Improving memory for sea snails

From Science News article Staggered lessons may work better :
"Kandel and others have worked out a lot of the biochemical details of how sea snails learn and form memories. When the creatures start to learn something, two major molecular cascades kick off in nerve cells. Genes jump into action, churning out proteins that then spur other genes into action. One of these cascades happens quickly, and the other one is sluggish, but both need to deliver their products at the same time for a memory to stick.

Byrne and his team used this knowledge to make a mathematical model of how best to deliver this biochemical double-hit. The team asked the computer how to spread out five shocks over a period of several hours. Instead of evenly spacing the five at 20-minute intervals, the model suggested a completely different pattern: Give three doses 10 minutes apart, followed by a fourth dose five minutes later, wait a half hour, and then give a final dose.
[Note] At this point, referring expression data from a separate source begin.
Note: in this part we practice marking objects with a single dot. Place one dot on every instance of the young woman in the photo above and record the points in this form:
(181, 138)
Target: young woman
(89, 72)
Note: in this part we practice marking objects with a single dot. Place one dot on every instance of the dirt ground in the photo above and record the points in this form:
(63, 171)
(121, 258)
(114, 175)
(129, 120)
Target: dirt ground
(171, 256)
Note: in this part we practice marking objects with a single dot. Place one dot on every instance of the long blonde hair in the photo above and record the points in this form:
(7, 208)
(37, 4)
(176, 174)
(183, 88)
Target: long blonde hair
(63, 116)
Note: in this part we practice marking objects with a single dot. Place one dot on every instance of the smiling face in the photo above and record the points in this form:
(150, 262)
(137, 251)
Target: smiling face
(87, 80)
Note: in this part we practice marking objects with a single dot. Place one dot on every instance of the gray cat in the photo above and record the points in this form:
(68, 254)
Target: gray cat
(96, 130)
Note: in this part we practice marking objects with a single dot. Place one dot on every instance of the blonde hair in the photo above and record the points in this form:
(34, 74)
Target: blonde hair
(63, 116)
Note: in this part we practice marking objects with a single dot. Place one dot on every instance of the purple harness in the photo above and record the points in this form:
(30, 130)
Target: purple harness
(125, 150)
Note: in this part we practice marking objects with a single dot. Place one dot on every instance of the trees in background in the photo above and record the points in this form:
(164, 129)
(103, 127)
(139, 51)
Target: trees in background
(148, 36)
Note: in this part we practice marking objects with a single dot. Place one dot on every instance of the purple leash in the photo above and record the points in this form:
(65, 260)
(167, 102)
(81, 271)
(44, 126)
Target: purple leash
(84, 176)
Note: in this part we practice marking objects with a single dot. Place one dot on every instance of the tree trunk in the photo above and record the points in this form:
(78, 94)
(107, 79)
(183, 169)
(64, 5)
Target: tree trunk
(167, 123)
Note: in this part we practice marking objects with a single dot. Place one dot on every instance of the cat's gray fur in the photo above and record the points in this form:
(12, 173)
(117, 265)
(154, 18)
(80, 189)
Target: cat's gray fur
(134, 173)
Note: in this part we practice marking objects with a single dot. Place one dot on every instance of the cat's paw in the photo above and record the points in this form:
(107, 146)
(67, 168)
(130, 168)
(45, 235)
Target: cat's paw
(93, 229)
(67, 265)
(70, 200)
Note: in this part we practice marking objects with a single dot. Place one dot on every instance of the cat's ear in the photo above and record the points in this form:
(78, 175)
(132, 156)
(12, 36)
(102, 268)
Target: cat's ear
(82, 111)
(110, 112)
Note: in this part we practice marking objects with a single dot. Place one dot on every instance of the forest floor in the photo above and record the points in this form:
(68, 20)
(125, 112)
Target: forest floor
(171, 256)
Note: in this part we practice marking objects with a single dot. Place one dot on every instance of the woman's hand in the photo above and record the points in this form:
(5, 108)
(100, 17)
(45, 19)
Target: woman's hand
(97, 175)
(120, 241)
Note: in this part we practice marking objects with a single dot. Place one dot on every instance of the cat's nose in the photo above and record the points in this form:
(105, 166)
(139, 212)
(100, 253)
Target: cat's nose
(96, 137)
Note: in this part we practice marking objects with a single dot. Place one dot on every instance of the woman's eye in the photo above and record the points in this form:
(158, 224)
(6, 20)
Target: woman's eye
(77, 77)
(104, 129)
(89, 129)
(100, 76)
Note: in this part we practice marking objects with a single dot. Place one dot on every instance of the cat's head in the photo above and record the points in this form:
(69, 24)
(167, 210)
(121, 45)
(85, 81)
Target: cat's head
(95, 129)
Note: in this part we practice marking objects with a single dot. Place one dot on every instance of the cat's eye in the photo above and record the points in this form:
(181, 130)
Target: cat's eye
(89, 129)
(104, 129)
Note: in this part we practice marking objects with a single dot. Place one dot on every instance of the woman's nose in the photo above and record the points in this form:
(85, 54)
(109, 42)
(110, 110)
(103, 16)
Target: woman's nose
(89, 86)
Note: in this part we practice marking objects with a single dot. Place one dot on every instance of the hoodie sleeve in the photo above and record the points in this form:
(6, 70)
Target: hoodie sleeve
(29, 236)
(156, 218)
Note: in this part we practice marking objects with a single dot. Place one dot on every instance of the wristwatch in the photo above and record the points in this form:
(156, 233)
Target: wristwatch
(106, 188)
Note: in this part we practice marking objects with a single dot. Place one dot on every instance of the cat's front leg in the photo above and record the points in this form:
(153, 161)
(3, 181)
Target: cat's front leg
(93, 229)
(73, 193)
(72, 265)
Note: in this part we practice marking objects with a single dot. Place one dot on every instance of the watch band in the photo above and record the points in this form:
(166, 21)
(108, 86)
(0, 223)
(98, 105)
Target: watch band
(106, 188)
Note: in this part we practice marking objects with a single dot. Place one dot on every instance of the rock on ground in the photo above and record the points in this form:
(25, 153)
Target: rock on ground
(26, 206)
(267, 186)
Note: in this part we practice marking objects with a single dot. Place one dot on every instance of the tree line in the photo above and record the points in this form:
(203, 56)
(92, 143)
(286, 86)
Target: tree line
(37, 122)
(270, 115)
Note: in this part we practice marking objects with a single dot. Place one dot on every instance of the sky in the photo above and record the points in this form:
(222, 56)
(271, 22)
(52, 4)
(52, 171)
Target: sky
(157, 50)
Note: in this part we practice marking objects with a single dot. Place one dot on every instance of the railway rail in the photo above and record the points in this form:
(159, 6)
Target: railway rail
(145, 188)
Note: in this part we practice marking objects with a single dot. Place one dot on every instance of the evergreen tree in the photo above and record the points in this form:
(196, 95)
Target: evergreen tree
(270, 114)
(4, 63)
“You have these irregular intervals between the treatments,” Byrne says. “That’s the very nonintuitive part of it that you couldn’t have predicted.”

When Byrne and his team tried this training protocol, it worked better than the standard 20-minutes-apart training doses. With the standard protocol, the sea snails forgot what they’d learned after five days. But on the enhanced protocol, the sea snails remembered five days later."